Oftentimes, prosecutors and companies are perceived as adversaries. While that certainly is sometimes the case, the goals and interests of prosecutors and companies often are very much aligned. When prosecutors and companies each work to advance the fight against corruption, it inures to our mutual benefit – just as the harms of corruption are a mutual plague that we all endure. Corruption not only distorts private competition, but it erodes the public trust. Rampant bribery of government officials hurts not just honest businesses, but innocent citizens and faith in the rule of law. Conversely, compliance with anti-corruption laws like the Foreign Corrupt Practices Act (FCPA) facilitates not just the freedom and fairness of our markets, but also deeper values of governmental integrity and democratic accountability.
It is for these reasons that we want companies to comprehend what conduct on their part will be favorably credited and what will be penalized, as well as the standards and factors that will guide our exercise of prosecutorial discretion in the first place.
To foster that transparency, the Department has taken affirmative steps to make our prevailing “rules of the road” as plain and predictable as possible for prosecutors, companies, and business leaders. We have done that through various policies we have announced, some of which I will discuss this afternoon, specifically, the Department’s FCPA Corporate Enforcement Policy, the Criminal Division’s application of the principles underlying the Corporate Enforcement Policy beyond the FCPA, and the Department’s policy governing coordinated resolutions. While these policies, like the Department’s other internal operating policies, do not create a private right and are not enforceable in court, they do promote consistency among our prosecutors, guide prosecutors’ exercise of discretion, and afford those outside the Department greater clarity about how prosecutors go about our decision-making.
First, let me say a few words about the cases we prosecute. The Department’s recent enforcement of the FCPA should send a very clear message: We remain steadfastly committed to protecting free markets and promoting ethical business practices through our continued vigorous enforcement of the FCPA.

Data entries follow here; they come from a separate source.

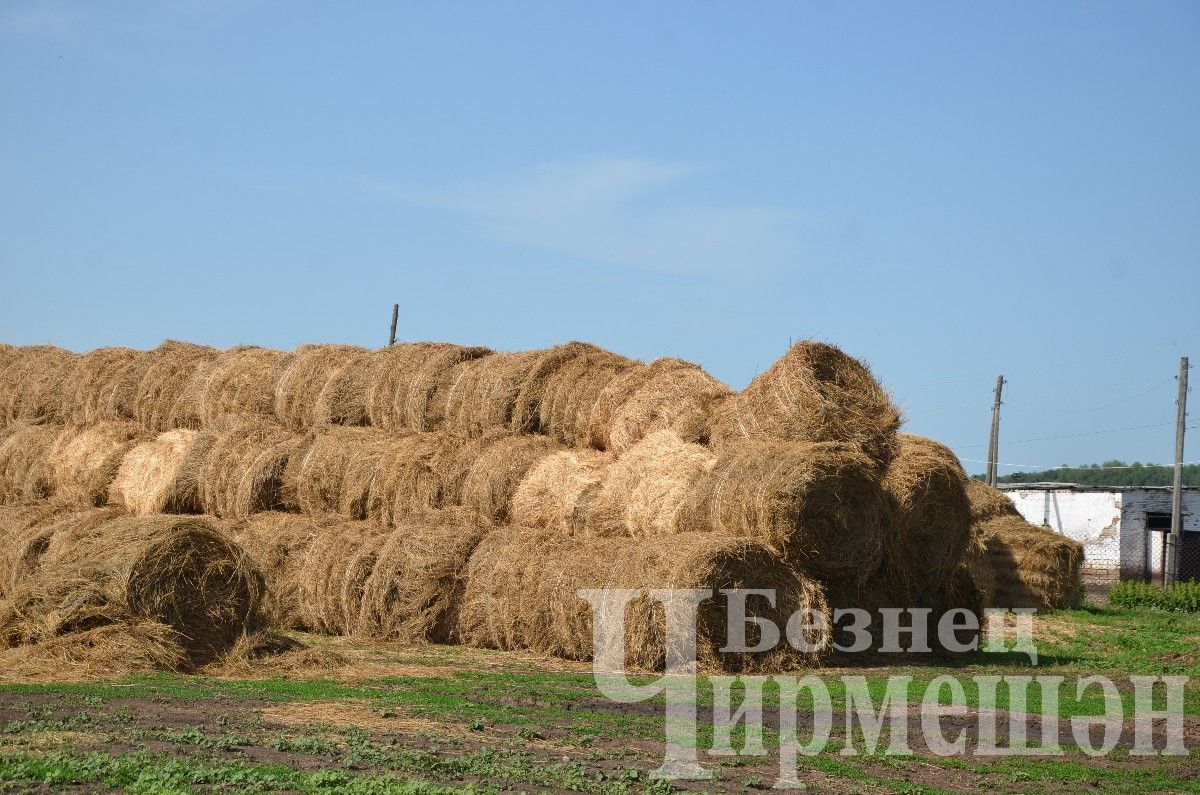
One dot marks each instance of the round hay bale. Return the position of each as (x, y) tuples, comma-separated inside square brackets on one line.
[(239, 468), (312, 375), (334, 569), (571, 392), (819, 504), (101, 653), (407, 382), (1033, 567), (667, 394), (23, 450), (420, 568), (162, 400), (561, 489), (335, 471), (31, 384), (930, 522), (492, 479), (279, 545), (103, 386), (83, 461), (645, 489), (522, 593), (483, 393), (815, 393), (149, 478), (988, 502), (178, 571), (238, 381)]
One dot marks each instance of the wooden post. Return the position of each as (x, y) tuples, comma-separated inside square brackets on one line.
[(1170, 575), (994, 441)]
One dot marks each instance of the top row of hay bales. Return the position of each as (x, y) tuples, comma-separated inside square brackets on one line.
[(579, 394)]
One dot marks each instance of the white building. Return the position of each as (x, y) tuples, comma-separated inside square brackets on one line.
[(1121, 528)]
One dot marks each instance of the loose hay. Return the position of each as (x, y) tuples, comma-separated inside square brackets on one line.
[(307, 393), (162, 400), (83, 461), (237, 381), (559, 490), (415, 587), (521, 593), (930, 522), (817, 504), (31, 383), (178, 571), (150, 477), (667, 394), (815, 393), (103, 386), (407, 382), (645, 490)]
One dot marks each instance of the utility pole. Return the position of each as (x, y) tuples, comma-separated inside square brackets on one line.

To that end, we believe that our emphasis on individual accountability has the greatest impact on preventing and deterring corruption. In the past fiscal year, the Criminal Division’s FCPA Unit brought public charges against over 30 individuals, and secured 19 convictions. That was on par with the prior year, when our FCPA Unit charged 28 individuals and obtained 23 convictions. Over the next six months, Criminal Division prosecutors are scheduled to conduct five trials in FCPA prosecutions against individuals. That is on top of the three FCPA trials we had in calendar year 2017. To give a sense of the significance of those numbers, from the years 2013 to 2016, only one FCPA case went to trial.
Our enforcement actions against corporations that violate the FCPA likewise have remained robust. Over the past fiscal year, we reached eight corporate FCPA resolutions, with about $925 million in total corporate U.S. criminal fines, penalties, and forfeiture. That too was consistent with the prior fiscal year, when we announced 11 FCPA corporate enforcement actions with about $1.15 billion in U.S. criminal fines, penalties, and forfeiture. These figures of course do not account for instances where we exercised our discretion to decline prosecution, given the company’s voluntary self-disclosure, cooperation, and remediation.
These recent resolutions have covered a broad spectrum of corporate corruption. In June, we announced our first-ever coordinated resolution with France in a foreign bribery case, when Société Générale, a global financial services institution, agreed to pay more than $860 million in criminal penalties to resolve charges for bribing Libyan officials and manipulating benchmark interest rates, known as the LIBOR. We have announced 14 guilty pleas by individuals involved in the massive bribery and money laundering scheme at Venezuela’s state-owned oil company, PDVSA. And we have announced a $47 million criminal penalty for a Credit Suisse subsidiary for its role in a corrupt scheme to win banking business by awarding employment to friends and family of Chinese officials.
Of course, our close relationship with Brazil has borne fruit with some of the Department of Justice’s most significant FCPA resolutions over the past 12 months.
Most notably, about a month ago, Petrobras, Brazil’s state-owned energy company, entered into a non-prosecution agreement with the Department and agreed to pay more than $850 million in penalties. High-level executives at Petrobras had facilitated the payment of hundreds of millions of dollars in bribes and then cooked the books to conceal the sprawling bribery scheme from investors and regulators.
Last December, Keppel Offshore & Marine, a Singapore-based company with offices in the United States that operates shipyards and repairs shipping vessels, agreed to pay more than $422 million to resolve charges with authorities in the United States, Brazil, and Singapore. The criminal scheme at issue spanned over a decade and involved in excess of $55 million in bribes paid to win contracts. Brazilian authorities played an important role in helping secure that resolution, which also included guilty pleas by Keppel Offshore’s U.S. subsidiary and a former senior member of the company’s legal department.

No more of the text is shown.